シュヴァイツァーはその寝顔を見て、胸が締め付けられるような思いを抱えていた。彼女の存在がどれほど大切で、守らなければならないものか、改めて実感していた。
だが今、彼にはどうしても選択しなくてはならなかった。エラの言葉が、頭の中で何度も繰り返し響いていた。あの言葉の裏に隠された意図を、どうしても見抜けない。エラが言う通り、キランには魔術の才能がある。だがそれをどう扱うべきか、シュヴァイツァーは迷っていた。
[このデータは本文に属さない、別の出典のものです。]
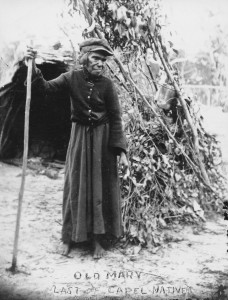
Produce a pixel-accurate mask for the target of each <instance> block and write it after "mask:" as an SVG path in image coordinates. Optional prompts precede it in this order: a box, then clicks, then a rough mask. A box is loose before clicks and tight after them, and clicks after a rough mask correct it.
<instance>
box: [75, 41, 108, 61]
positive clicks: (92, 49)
mask: <svg viewBox="0 0 228 300" xmlns="http://www.w3.org/2000/svg"><path fill="white" fill-rule="evenodd" d="M79 49H80V52H81V55H80V57H79V62H80V63H81V64H83V63H84V62H85V61H86V58H87V54H88V53H90V52H101V53H102V54H103V55H105V56H112V55H113V51H112V48H111V47H110V46H109V44H108V42H107V41H106V40H105V39H98V38H90V39H88V40H85V41H83V42H82V43H81V44H80V45H79Z"/></svg>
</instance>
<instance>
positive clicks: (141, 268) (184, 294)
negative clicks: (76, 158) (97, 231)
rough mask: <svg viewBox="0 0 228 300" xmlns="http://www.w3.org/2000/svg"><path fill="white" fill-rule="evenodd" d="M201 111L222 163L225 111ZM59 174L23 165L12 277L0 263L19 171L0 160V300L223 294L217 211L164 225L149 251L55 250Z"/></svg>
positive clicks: (219, 223)
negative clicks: (157, 236) (48, 173)
mask: <svg viewBox="0 0 228 300" xmlns="http://www.w3.org/2000/svg"><path fill="white" fill-rule="evenodd" d="M204 111H205V126H206V127H207V128H208V131H210V132H211V133H216V134H217V135H218V139H219V140H220V141H221V147H222V151H223V154H224V166H225V167H226V166H227V162H228V157H227V156H228V139H227V136H226V130H227V128H228V127H227V125H228V114H227V113H222V112H221V109H219V108H218V109H217V108H214V109H210V108H207V107H206V108H204ZM63 176H64V174H63V172H62V173H61V172H60V174H59V176H58V178H57V179H50V178H48V177H46V176H44V175H37V174H36V173H35V171H32V170H28V172H27V176H26V185H25V194H24V200H23V201H24V202H23V211H22V216H23V218H22V220H21V230H20V240H19V252H18V267H19V269H20V270H21V271H23V272H24V273H23V272H22V273H19V274H15V275H13V274H11V273H10V272H8V271H6V268H8V267H10V266H11V261H12V250H13V240H14V231H15V221H16V213H17V202H18V200H17V199H18V191H19V187H20V182H21V169H20V168H18V167H14V166H11V165H7V164H4V163H1V162H0V191H1V193H0V208H1V209H0V249H1V251H0V287H1V288H0V290H1V291H0V299H4V300H5V299H6V300H7V299H23V300H25V299H26V300H33V299H34V300H39V299H40V300H41V299H44V300H45V299H52V300H53V299H133V298H135V299H169V300H171V299H191V300H193V299H197V298H198V299H206V298H207V297H208V299H214V300H215V299H216V300H218V299H219V300H222V299H223V300H225V299H228V263H227V256H228V253H227V249H228V245H227V236H226V230H227V221H224V220H223V218H222V216H214V217H213V218H212V217H210V218H208V219H207V222H205V223H203V224H202V225H200V226H185V227H184V226H181V225H175V226H173V227H172V228H167V229H165V234H166V235H167V243H166V244H165V245H163V246H162V247H157V248H155V249H152V250H151V251H149V250H146V249H144V250H141V251H139V250H140V249H139V248H137V247H131V248H128V249H125V250H123V249H122V248H120V247H113V248H112V249H110V250H109V251H107V254H106V256H105V257H104V258H102V259H100V260H99V261H95V260H93V259H92V256H91V252H90V249H89V248H88V246H86V245H83V246H80V247H78V248H74V249H73V251H72V252H71V258H66V257H63V256H60V255H59V254H58V253H57V249H58V246H59V238H60V231H61V200H62V190H63ZM138 252H139V253H138ZM136 253H137V254H136ZM135 254H136V255H135ZM222 295H224V296H222Z"/></svg>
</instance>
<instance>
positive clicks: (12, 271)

グラスを手に取ると、シュヴァイツァーはゆっくりと一口飲み干した。アルコールが喉を通ると、温かな感覚が広がり、少しだけ気持ちが落ち着くようだった。しかし、心の中の不安や疑念は消えることなく、むしろ深まるばかりだった。
エラが言うように、キランを渡すべきなのだろうか。それとも、このまま自分が彼女を守り続けるべきなのか。
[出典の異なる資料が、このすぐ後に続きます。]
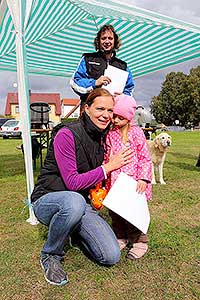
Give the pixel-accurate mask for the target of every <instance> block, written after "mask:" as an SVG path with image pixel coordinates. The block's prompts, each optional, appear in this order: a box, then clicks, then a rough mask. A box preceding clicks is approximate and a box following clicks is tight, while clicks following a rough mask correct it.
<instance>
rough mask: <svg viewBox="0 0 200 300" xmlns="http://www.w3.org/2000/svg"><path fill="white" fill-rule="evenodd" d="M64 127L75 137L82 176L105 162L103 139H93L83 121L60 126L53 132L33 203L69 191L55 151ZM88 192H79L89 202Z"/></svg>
mask: <svg viewBox="0 0 200 300" xmlns="http://www.w3.org/2000/svg"><path fill="white" fill-rule="evenodd" d="M63 126H66V127H67V128H69V129H70V130H71V131H72V133H73V135H74V140H75V147H76V160H77V169H78V173H80V174H81V173H85V172H87V171H90V170H91V169H95V168H96V167H98V166H100V165H101V164H102V162H103V154H104V150H103V145H102V142H101V139H99V138H98V139H93V138H91V137H90V136H89V135H88V133H87V132H86V130H85V128H84V126H83V123H82V121H80V120H79V121H76V122H72V123H68V124H67V125H63V124H59V125H58V126H56V128H55V129H54V130H53V132H52V139H51V142H50V145H49V149H48V152H47V156H46V158H45V162H44V166H43V168H42V169H41V172H40V175H39V176H38V181H37V183H36V185H35V188H34V190H33V193H32V195H31V201H32V202H34V201H36V200H37V199H38V198H40V197H41V196H43V195H45V194H47V193H50V192H56V191H66V190H67V188H66V186H65V184H64V181H63V180H62V177H61V174H60V172H59V169H58V166H57V163H56V159H55V156H54V149H53V140H54V137H55V135H56V133H57V132H58V130H59V129H61V128H62V127H63ZM90 188H91V187H90ZM88 190H89V189H86V190H80V191H78V192H79V193H80V194H82V195H83V196H84V197H85V198H86V200H87V196H88Z"/></svg>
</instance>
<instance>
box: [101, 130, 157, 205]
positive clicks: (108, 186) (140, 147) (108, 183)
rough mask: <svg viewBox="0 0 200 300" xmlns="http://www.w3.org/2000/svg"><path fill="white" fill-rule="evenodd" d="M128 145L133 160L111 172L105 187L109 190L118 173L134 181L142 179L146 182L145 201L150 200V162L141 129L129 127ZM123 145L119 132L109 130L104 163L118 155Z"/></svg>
mask: <svg viewBox="0 0 200 300" xmlns="http://www.w3.org/2000/svg"><path fill="white" fill-rule="evenodd" d="M128 144H129V147H130V148H131V149H132V150H133V160H132V162H131V163H129V164H128V165H126V166H123V167H122V168H121V169H118V170H115V171H112V172H111V173H110V175H109V177H108V180H107V183H106V187H107V188H108V189H110V187H111V186H112V185H113V183H114V182H115V180H116V179H117V177H118V175H119V173H120V172H124V173H126V174H127V175H129V176H132V177H133V178H134V179H135V180H139V179H143V180H146V181H147V182H148V184H147V187H146V190H145V195H146V199H147V200H150V199H151V198H152V193H151V190H152V188H151V180H152V162H151V157H150V154H149V150H148V146H147V142H146V138H145V135H144V133H143V131H142V129H141V128H140V127H138V126H136V125H131V126H130V128H129V131H128ZM124 147H125V145H124V144H123V142H122V139H121V135H120V131H119V129H117V128H114V129H111V130H110V131H109V133H108V135H107V139H106V153H105V162H107V161H108V160H109V157H110V155H114V154H116V153H118V152H119V151H120V150H121V149H122V148H124Z"/></svg>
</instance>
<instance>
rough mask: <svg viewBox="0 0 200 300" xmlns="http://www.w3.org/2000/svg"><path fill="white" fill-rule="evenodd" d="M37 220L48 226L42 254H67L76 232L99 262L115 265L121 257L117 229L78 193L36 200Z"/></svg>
mask: <svg viewBox="0 0 200 300" xmlns="http://www.w3.org/2000/svg"><path fill="white" fill-rule="evenodd" d="M33 210H34V213H35V215H36V217H37V219H38V220H39V221H40V222H41V223H43V224H45V225H47V226H48V227H49V231H48V237H47V240H46V242H45V244H44V246H43V249H42V252H41V255H45V254H49V255H56V256H57V255H58V256H63V255H64V251H63V249H64V245H65V243H66V240H67V238H68V237H69V235H70V234H71V233H72V232H73V233H75V234H76V235H78V236H79V237H80V242H81V243H82V244H83V246H84V247H85V249H86V250H87V251H88V252H89V254H90V255H91V256H92V257H93V258H94V259H95V260H96V261H97V262H99V263H101V264H105V265H113V264H115V263H117V262H118V261H119V259H120V249H119V245H118V242H117V239H116V236H115V234H114V232H113V231H112V229H111V227H110V226H109V225H108V223H107V222H106V221H105V220H104V219H103V218H102V217H100V216H99V215H98V212H97V211H95V210H94V209H93V208H92V207H91V206H90V205H89V204H87V203H86V201H85V199H84V197H83V196H82V195H80V194H78V193H76V192H71V191H61V192H52V193H48V194H46V195H44V196H42V197H40V198H39V199H38V200H37V201H36V202H35V203H33Z"/></svg>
どちらを選んでも、何かを失うような気がして、シュヴァイツァーはその決断を下すことができずにいた。
エラの「傷を治す心当たりがある」という言葉にも、何か裏があるように感じていた。その具体的な方法も、あの女は最後までなにも話さなかった。彼女が本当にキランを引き取ることが最善なのか、それとも自分が彼女を守りながら、彼女の成長を見守るべきなのか。
シュヴァイツァーは再びグラスを手に取ると、今度は少しだけ多めに注いだ。手がわずかに震えていることに気づき、彼はそれを気にしながらも、再び一口飲み干した。
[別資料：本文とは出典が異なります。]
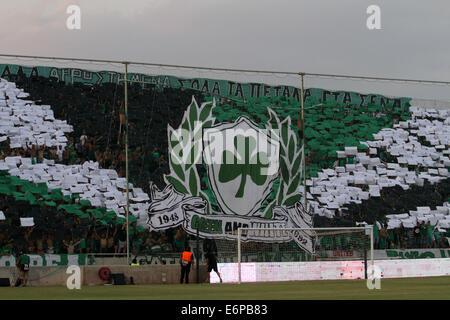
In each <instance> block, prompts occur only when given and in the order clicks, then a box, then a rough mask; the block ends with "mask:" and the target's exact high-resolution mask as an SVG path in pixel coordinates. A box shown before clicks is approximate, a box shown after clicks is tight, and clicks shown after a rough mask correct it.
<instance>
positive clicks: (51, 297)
mask: <svg viewBox="0 0 450 320" xmlns="http://www.w3.org/2000/svg"><path fill="white" fill-rule="evenodd" d="M0 299H1V300H23V299H27V300H29V299H33V300H40V299H45V300H73V299H76V300H110V299H114V300H126V299H132V300H141V299H148V300H184V299H189V300H308V299H314V300H324V299H325V300H327V299H348V300H355V299H400V300H403V299H430V300H449V299H450V277H432V278H403V279H382V280H381V289H380V290H369V289H367V287H366V281H365V280H322V281H299V282H268V283H245V284H240V285H239V284H188V285H186V284H183V285H180V284H176V285H134V286H85V287H82V288H81V290H68V289H67V288H66V287H62V286H61V287H25V288H22V287H19V288H5V287H2V288H0Z"/></svg>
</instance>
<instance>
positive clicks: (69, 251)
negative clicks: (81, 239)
mask: <svg viewBox="0 0 450 320" xmlns="http://www.w3.org/2000/svg"><path fill="white" fill-rule="evenodd" d="M63 244H64V246H65V247H66V250H67V254H74V253H75V247H76V246H78V245H79V244H80V241H77V242H75V241H74V240H73V239H71V240H70V241H65V240H63Z"/></svg>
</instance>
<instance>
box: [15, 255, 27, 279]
mask: <svg viewBox="0 0 450 320" xmlns="http://www.w3.org/2000/svg"><path fill="white" fill-rule="evenodd" d="M16 267H17V269H18V271H19V279H20V286H22V287H26V286H27V284H28V271H29V270H30V257H29V256H28V255H26V254H24V252H23V251H21V252H20V253H19V255H18V256H17V260H16Z"/></svg>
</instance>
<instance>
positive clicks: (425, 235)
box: [420, 221, 427, 248]
mask: <svg viewBox="0 0 450 320" xmlns="http://www.w3.org/2000/svg"><path fill="white" fill-rule="evenodd" d="M420 239H421V246H420V247H421V248H426V246H427V241H426V240H427V226H426V225H425V221H422V223H421V224H420Z"/></svg>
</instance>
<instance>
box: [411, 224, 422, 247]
mask: <svg viewBox="0 0 450 320" xmlns="http://www.w3.org/2000/svg"><path fill="white" fill-rule="evenodd" d="M413 232H414V247H415V248H420V247H421V246H422V243H421V242H422V241H421V240H422V239H421V238H422V237H421V235H422V233H421V231H420V223H419V222H417V224H416V226H415V227H414V231H413Z"/></svg>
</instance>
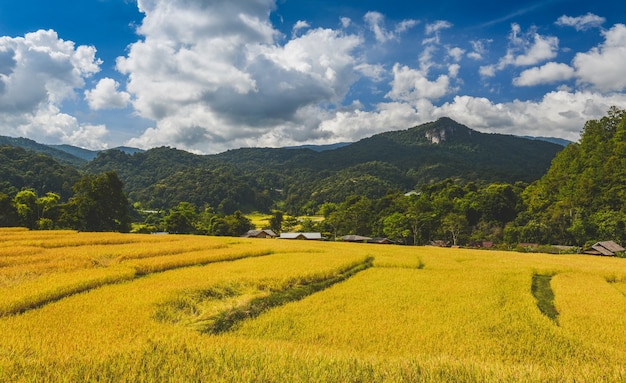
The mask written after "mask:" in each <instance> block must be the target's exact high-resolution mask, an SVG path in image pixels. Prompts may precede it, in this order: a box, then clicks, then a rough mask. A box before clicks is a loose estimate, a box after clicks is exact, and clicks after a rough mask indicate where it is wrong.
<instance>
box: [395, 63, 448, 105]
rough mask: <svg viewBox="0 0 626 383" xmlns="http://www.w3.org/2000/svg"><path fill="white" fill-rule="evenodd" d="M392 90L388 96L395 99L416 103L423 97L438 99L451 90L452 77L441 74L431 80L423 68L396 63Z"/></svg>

キランの未来をどう切り開くべきか、その答えは自分の中に見つからなかった。自分の元にいては魔術の才能を伸ばしてやることは叶わない。
「オレがキランの、本当の父親だったらなぁ……」
シュヴァイツァーは小さく呟いた。その声は、空虚な部屋に響くだけで、何の答えも返ってこなかった。
ウィスキーを一気に飲み干すと、彼は深いため息をつき、グラスをテーブルに置いた。
窓の外を見上げると、月明かりが静かに街を照らしていた。夜の冷たい空気が、彼の心をさらに重くしていくように感じられた。選ばなければならない道は、どれも簡単ではない。だが、キランを守るために、どんな選択をしても後悔しないようにしなければならない。
「……神明様。久しぶりにアンタに祈るぞ。オレのことはいいから、キランには幸せな道を用意してやってくれよ。頼む、オレにできることは何もないが、せめて、せめて――」
シュヴァイツァーは祈りの手を組んで静かに呟き、目を閉じた。